In his essay “Valery Proust Museum”, Adorno associates museums with death rationalized, pointing at how a modernized form forces a chronological order onto the objects. This imposition, as he describes it, is partially a function of the physical layout of the archival space. In the digital age, however, archives no longer need necessarily be housed physically, nor must they abide by chronological schema. Our present question concerns the future of the archive and what the archive of the future might look like or accomplish. Does the digitization of the archive give us an opportunity to rethink the archival project in terms of how the archive, its access and selection, has effects on knowledge, authority, and subjectivities?
Addressing the archive as an abstract concept, a concrete object, and a practice, we would like to consider theoretical explorations as well as projects focusing on libraries, museums, collections, collectors, the technical difficulties of archiving, standards or difficulties of preservation, and other theoretical, technical, or topical investigations.

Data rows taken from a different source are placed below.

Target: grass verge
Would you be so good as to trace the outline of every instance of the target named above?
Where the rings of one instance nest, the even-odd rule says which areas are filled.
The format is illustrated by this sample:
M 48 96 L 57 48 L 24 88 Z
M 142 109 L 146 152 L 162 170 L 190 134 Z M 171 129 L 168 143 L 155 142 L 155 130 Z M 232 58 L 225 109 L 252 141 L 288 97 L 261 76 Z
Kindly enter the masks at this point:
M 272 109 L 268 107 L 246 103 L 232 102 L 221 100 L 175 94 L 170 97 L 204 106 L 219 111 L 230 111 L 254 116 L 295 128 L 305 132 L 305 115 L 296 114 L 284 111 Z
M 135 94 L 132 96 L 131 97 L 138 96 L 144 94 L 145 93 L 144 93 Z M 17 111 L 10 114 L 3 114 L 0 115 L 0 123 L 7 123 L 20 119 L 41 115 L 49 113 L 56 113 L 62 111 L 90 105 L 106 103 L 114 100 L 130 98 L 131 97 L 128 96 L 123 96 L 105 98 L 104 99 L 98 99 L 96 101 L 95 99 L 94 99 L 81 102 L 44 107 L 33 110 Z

Topics of interest can include but are by no means limited to:
- Legality, authority, or dissemination of archives
- Structures of the digital environment or how interfaces affect the archival enterprise
- Digitization and dynamics of globalization, imperialism, local movements
- Distinctions between public and private spaces
- Anonymity, erotics of encounter, role playing, and new or temporary subjectivities formed in contributing to or observing digital archives
- Archived memory in life-writing (autobiography, letters, journals, blogs, etc.)
- Archives, access, and “the aura” of a work
- The role of manuscripts, illuminated or otherwise
- Preservation and transmission of oral or written histories and memory
- Literary variorum
- Questions of old canons, new canons, and the end of the canon
The conference will be held the weekend of April 6th and 7th at the University of Rochester in Rochester, NY and will be hosted by the English Department and the Program in Visual and Cultural Studies, as well as being funded by the Humanities Project. There will be multiple keynote speakers. Previous conference proceedings have been published in (In)Visible Culture. We are seeking interdisciplinary work in various fields, given as 20 minute papers, artist presentations, or other scholarly/professional visual presentations.